Date: Wednesday, August 19, 2009
Author: Tomoko Yamazaki, Bloomberg

Hedge fund assets increased by $10.6 billion in July, rising for a third straight month, as managers trading shares benefited from global stock market gains, according to Eurekahedge Pte.

Net inflows into the industry totaled $2.1 billion, while gains through performance were $8.5 billion, bringing total assets under management to $1.35 trillion, the Singapore-based research firm said in a report posted on its Web site.

Hedge fund managers are making a comeback after suffering their worst year on record in 2008, as stock markets recover amid optimism that stimulus measures will help put an end to the worst of the global economic recession. The MSCI World Index jumped 8.4 percent in July, bringing its year-to-date advance to 14 percent.

“The equity market rally has certainly put a tailwind behind certain strategies of hedge funds and it has sped the return of money to this asset class,” said Kirby Daley, a senior strategist in Hong Kong with Newedge Group’s prime brokerage business. “Going forward, investors should be sure to maintain a portfolio of the diversified hedge-fund strategies.”

The Eurekahedge Hedge Fund Index, tracking more than 2,000 funds, added 2.2 percent and gained for a fifth straight month, taking the year-to-date advance to 12 percent, the report said. It was the best year-to-July return on record, Eurekahedge said.

‘No Surprise’

The worst U.S. economic slump since the Great Depression abated in the second quarter as government spending programs started to kick in. Gross domestic product shrank at a better- than-forecast 1 percent annual pace after a 6.4 percent drop the prior three months, Commerce Department figures showed on July 31 in Washington.

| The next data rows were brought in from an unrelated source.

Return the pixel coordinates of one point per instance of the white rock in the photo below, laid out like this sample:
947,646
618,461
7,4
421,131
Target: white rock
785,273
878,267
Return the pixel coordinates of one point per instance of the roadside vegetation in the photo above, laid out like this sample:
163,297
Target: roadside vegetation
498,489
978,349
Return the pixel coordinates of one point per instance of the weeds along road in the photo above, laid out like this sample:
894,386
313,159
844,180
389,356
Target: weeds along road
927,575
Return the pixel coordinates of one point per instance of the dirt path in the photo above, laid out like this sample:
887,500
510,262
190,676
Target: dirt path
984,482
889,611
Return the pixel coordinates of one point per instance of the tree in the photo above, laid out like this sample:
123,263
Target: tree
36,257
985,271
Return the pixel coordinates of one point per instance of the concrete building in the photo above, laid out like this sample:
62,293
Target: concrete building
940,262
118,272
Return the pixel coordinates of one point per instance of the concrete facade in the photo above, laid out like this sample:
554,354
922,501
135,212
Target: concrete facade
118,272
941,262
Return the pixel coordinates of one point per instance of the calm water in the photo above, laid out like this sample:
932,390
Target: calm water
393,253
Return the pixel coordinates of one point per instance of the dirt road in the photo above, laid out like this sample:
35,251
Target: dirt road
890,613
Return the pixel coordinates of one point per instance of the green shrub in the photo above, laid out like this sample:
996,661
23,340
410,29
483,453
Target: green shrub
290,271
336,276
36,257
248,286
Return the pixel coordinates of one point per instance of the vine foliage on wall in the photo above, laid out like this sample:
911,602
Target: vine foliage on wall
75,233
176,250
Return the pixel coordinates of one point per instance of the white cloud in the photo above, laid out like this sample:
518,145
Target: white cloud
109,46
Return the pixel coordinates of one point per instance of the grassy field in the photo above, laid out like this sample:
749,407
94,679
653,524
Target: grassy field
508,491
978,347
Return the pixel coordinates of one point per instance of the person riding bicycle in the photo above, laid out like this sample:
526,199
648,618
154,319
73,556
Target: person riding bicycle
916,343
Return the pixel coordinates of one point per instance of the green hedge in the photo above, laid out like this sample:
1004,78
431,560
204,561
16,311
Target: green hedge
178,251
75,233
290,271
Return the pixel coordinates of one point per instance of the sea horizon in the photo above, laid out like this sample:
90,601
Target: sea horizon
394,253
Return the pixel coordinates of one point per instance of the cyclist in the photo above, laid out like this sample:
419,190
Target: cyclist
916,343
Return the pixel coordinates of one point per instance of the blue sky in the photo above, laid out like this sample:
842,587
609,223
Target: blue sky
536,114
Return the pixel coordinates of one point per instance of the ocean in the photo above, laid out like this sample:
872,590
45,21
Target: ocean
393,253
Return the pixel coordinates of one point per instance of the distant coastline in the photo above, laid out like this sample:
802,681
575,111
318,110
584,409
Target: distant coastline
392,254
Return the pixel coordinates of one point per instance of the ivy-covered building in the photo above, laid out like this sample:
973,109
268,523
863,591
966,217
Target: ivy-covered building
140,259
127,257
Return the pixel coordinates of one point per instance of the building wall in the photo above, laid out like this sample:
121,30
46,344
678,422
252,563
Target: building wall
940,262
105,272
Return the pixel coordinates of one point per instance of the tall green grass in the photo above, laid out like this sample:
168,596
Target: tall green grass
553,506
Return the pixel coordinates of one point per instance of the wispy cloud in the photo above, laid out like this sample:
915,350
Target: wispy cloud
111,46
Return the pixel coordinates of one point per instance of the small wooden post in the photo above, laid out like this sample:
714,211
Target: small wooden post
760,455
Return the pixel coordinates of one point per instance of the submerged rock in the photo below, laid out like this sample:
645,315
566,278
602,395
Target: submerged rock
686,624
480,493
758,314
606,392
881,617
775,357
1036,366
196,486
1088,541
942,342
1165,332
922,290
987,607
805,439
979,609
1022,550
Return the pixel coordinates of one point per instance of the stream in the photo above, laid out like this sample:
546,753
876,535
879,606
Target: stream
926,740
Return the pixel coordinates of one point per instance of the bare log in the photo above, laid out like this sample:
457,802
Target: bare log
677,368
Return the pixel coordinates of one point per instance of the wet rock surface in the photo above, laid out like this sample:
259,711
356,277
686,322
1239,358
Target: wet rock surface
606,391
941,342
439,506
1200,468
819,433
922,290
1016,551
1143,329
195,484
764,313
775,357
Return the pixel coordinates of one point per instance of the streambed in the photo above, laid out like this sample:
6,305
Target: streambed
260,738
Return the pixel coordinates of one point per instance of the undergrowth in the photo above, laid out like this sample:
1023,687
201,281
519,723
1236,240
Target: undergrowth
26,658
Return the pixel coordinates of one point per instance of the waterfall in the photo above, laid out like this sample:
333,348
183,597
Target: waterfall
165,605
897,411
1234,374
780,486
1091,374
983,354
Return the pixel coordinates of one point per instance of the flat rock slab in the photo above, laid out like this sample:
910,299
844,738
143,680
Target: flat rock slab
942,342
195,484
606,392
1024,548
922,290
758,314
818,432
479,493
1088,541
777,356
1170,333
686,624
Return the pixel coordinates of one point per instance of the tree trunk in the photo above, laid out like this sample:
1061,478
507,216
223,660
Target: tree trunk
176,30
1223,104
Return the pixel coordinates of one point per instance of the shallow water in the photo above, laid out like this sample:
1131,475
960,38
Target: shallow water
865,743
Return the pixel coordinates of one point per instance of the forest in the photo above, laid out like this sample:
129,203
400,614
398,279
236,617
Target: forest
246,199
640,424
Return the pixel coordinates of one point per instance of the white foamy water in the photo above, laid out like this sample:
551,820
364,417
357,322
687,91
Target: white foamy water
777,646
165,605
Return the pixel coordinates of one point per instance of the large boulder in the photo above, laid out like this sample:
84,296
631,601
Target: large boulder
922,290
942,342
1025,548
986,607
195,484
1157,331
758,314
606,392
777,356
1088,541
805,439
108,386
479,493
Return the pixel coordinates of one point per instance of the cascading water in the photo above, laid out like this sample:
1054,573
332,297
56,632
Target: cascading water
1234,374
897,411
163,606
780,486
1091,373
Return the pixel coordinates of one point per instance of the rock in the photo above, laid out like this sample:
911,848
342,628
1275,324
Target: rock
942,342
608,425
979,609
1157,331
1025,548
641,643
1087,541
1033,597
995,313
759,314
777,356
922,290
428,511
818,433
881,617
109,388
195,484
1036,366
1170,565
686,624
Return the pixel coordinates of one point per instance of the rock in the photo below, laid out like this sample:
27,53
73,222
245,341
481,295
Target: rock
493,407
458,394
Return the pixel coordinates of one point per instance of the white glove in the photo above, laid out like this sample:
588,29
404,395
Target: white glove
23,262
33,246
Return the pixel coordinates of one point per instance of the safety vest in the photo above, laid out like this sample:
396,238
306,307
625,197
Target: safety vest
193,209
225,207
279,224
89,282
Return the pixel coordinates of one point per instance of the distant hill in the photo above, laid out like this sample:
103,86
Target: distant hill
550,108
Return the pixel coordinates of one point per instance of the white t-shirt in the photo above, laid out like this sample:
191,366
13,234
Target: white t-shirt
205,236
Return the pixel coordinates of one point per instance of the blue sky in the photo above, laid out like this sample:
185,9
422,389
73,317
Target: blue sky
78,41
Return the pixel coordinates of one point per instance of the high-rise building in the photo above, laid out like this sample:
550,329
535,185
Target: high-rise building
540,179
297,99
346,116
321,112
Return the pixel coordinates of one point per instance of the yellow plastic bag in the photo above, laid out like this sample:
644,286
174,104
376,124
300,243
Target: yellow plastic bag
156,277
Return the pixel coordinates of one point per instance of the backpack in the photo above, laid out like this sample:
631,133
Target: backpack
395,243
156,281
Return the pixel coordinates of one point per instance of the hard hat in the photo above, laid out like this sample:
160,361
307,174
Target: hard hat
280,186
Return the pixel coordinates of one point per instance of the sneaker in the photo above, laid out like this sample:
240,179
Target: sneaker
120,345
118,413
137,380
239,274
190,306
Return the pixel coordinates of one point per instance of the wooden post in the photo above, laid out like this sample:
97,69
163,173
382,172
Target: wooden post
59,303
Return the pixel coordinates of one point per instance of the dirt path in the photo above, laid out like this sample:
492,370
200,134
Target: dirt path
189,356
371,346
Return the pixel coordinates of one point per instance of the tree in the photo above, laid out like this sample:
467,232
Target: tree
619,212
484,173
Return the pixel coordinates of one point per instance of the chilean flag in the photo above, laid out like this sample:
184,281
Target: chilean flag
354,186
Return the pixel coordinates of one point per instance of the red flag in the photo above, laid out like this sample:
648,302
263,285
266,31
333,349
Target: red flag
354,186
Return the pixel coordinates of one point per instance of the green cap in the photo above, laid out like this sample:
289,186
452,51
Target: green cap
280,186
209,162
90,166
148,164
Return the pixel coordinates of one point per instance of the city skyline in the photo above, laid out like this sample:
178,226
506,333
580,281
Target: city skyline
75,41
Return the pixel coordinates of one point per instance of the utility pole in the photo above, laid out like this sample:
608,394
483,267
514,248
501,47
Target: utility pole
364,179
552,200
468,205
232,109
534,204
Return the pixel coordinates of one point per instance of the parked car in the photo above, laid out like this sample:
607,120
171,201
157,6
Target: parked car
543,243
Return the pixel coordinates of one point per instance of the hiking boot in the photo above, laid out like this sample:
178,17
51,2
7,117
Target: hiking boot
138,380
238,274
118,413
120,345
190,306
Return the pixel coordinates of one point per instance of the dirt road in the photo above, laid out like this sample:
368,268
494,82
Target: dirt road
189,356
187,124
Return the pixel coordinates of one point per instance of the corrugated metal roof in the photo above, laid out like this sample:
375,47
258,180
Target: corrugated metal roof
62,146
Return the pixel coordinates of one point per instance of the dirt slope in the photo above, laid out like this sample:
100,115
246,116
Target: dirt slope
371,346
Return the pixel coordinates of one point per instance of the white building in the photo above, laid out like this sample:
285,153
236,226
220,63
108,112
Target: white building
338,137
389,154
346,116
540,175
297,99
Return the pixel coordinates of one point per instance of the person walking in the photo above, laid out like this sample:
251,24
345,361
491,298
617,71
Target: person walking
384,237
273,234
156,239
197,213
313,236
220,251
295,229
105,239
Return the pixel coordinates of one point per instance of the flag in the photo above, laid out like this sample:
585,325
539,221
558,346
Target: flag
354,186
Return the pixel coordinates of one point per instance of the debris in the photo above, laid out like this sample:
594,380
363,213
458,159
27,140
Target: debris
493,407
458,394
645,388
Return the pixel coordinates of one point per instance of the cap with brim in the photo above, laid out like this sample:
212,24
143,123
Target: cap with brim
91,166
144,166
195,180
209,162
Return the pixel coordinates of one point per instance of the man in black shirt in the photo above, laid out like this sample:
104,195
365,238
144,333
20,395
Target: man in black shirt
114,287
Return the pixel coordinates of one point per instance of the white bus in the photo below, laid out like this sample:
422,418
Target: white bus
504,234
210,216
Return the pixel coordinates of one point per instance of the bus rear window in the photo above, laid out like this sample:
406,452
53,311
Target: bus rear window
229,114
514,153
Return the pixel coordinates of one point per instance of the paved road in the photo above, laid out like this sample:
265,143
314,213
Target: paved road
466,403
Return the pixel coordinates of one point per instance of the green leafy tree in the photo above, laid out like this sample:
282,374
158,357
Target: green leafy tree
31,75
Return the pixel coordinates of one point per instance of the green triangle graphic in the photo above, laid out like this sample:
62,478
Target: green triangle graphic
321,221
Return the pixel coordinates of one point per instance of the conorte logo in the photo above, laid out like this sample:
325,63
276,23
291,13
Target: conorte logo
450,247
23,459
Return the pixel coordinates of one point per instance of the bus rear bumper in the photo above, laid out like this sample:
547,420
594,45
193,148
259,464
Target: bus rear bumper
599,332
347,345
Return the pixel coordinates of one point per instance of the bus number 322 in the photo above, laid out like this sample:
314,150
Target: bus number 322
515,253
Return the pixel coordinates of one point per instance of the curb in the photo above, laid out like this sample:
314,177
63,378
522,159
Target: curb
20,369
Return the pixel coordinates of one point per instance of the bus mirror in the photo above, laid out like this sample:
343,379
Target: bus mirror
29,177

The gap between fund closures and launches will narrow in the third quarter as the number of funds shutting down declined quarter-on-quarter since the fourth quarter last year, Eurekahedge said. Still, capital raisings for new funds are among the biggest obstacle, and the increased number of funds won’t be accurately reflected in the industry’s assets until mid-2010, Eurekahedge said.

“Newer firms will find asset gathering hard to start with, but our experience is that running with a small asset base for two to three years is one of the common indicators of long-term success, and was a common denominator of many of the current industry giants,” said Peter Douglas, principal of GFIA Pte, a Singapore-based hedge-fund consulting firm.

Asian Hedge Funds

All of Eurekahedge’s seven regional indexes rose last month, with managers of Asian and emerging markets funds the best performers. In terms of strategies, managers of so-called long- short funds, who bet on rising and falling stock prices, were the main drivers of performance, Eurekahedge said.

Rising stocks helped Asia-focused hedge funds in the second quarter, Chicago-based Hedge Fund Research Inc. said in a separate report released yesterday. The HFRI Emerging Markets Asia (ex-Japan) Index gained 18.86 percent in the quarter, the strongest performance since the fourth quarter of 1999, HFR said.

Overall hedge-fund assets in Asia increased by $3.2 billion in the quarter to $68.2 billion, the first increase since the second quarter of 2008, it said.

The report showed that hedge-fund firms investing in Asia are continuing to locate in China, which is now home to the second-highest number of Asia-focused hedge funds after the U.S. The percentage of Asia-focused hedge funds located in China increased to 23.6 percent, compared with over 5 percent from a year ago, HFR said.

“Investors looking to access growth in 2009 and in coming years will be allocating to Asia-focused hedge funds,” Kenneth Heinz, president of HFR, said in the statement. “As the Asian hedge-fund industry continues to evolve, the diversity of strategy offerings continues to increase and more funds are locating in Asia, enhancing the robustness and appeal of the industry for global investors.”

Hedge funds are mostly private pools of capital whose managers participate substantially in the profits from their speculation on whether asset prices will rise or fall.